Depth-wise Convolution

  1. what is the depth-wise convolution (Conv1x1)

Answer: Depthwise Convolution is a type of convolution where we apply a single convolutional filter for each input channel. In the regular 2D convolution performed over multiple input channels, the filter is as deep as the input and lets us freely mix channels to generate each element in the output. In contrast, depthwise convolutions keep each channel separate. To summarize the steps, we:

  1. Split the input and filter into channels.
  2. We convolve each input with the respective filter.
  3. We stack the convolved outputs together.

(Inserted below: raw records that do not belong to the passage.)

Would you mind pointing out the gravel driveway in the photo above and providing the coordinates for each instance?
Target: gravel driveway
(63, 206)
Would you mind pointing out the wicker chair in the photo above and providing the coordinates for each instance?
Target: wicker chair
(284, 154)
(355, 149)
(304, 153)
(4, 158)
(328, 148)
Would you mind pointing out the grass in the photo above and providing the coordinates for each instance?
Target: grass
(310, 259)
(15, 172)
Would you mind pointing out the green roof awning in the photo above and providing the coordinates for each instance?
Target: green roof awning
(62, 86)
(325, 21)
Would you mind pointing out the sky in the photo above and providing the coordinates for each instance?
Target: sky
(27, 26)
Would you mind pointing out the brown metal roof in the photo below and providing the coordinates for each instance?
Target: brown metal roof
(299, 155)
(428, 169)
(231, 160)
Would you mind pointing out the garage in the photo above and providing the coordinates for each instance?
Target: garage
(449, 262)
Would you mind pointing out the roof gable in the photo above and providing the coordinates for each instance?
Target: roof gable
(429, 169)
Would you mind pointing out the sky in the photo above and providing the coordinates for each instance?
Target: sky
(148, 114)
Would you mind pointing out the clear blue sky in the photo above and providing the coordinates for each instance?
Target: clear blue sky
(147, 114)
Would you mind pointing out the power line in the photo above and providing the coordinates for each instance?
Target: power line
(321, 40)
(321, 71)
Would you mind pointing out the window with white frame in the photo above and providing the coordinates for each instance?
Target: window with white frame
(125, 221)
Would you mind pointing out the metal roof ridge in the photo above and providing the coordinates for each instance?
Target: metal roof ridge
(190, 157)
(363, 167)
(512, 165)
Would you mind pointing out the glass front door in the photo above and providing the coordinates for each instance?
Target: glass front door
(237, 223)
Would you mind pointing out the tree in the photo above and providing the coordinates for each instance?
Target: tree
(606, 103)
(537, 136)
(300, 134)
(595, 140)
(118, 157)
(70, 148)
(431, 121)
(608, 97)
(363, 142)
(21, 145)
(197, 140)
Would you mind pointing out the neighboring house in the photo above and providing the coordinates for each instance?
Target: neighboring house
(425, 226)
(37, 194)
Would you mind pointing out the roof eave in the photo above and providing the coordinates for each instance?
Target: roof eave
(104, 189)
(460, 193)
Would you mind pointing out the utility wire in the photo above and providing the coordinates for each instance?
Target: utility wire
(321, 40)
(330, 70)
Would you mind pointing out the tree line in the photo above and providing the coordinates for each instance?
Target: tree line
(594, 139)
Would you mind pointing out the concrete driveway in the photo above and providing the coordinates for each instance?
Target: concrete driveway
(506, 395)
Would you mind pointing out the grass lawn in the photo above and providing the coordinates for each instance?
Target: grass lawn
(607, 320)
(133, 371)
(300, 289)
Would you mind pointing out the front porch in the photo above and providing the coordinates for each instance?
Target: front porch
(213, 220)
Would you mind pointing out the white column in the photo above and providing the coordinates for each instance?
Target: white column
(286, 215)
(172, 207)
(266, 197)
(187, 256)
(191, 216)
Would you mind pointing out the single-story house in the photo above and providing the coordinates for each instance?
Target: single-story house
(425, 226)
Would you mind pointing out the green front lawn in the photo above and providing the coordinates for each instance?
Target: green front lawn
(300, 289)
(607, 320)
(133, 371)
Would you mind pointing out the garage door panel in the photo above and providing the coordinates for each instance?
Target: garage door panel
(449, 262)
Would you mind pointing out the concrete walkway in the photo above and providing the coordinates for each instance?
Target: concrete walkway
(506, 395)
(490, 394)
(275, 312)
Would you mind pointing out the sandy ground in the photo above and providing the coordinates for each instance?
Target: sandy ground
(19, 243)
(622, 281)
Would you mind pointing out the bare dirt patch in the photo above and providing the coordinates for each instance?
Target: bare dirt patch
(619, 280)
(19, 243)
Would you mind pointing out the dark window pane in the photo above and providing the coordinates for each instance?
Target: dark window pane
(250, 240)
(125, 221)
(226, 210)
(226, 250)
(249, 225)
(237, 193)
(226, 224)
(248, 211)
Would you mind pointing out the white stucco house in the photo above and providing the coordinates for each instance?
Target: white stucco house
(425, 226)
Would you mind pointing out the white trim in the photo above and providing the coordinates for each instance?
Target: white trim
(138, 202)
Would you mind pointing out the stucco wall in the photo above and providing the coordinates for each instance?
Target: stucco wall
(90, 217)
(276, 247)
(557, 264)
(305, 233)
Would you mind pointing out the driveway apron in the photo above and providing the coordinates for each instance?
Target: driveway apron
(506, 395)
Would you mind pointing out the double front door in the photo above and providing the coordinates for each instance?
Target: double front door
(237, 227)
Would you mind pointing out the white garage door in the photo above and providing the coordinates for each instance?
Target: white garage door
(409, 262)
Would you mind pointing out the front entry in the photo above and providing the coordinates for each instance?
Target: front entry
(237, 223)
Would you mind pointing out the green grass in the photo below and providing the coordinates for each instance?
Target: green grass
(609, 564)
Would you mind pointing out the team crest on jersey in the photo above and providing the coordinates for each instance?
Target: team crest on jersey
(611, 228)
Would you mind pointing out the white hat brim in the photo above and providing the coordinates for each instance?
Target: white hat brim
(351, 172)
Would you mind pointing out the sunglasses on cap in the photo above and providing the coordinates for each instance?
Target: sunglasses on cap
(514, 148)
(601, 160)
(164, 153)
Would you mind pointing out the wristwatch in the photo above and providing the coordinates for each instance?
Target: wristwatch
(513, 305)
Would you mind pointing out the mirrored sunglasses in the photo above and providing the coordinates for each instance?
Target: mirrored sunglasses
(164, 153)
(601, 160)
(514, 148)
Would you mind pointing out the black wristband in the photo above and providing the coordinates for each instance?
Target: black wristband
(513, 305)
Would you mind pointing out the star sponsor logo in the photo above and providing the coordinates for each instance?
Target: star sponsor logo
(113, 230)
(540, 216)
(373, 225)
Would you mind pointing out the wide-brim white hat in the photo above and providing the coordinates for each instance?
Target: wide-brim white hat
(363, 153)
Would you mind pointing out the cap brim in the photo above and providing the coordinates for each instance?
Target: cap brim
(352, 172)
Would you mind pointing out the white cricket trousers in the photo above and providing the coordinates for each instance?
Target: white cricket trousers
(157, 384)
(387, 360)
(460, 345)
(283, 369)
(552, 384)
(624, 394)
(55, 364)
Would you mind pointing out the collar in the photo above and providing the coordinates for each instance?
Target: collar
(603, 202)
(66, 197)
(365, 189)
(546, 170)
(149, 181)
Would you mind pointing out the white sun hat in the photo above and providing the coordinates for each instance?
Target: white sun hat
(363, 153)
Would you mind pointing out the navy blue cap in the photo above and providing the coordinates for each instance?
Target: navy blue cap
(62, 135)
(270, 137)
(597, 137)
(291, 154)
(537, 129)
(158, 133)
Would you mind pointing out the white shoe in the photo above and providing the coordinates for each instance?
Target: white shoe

Training recipes: tips and tricks

Source: A recipe for training neural networks

  • visualize just before the net. The unambiguously correct place to visualize your data is immediately before your y_hat = model(x) (or sess.run in tf). That is - you want to visualize exactly what goes into your network, decoding that raw tensor of data and labels into visualizations. This is the only “source of truth”. I can’t count the number of times this has saved me and revealed problems in data preprocessing and augmentation.

  • visualize prediction dynamics. I like to visualize model predictions on a fixed test batch during the course of training. The “dynamics” of how these predictions move will give you incredibly good intuition for how the training progresses. Many times it is possible to feel the network “struggle” to fit your data if it wiggles too much in some way, revealing instabilities. Very low or very high learning rates are also easily noticeable in the amount of jitter.

  • complexify only one at a time. If you have multiple signals to plug into your classifier I would advise that you plug them in one by one and every time ensure that you get a performance boost you’d expect. Don’t throw the kitchen sink at your model at the start. There are other ways of building up complexity - e.g. you can try to plug in smaller images first and make them bigger later, etc.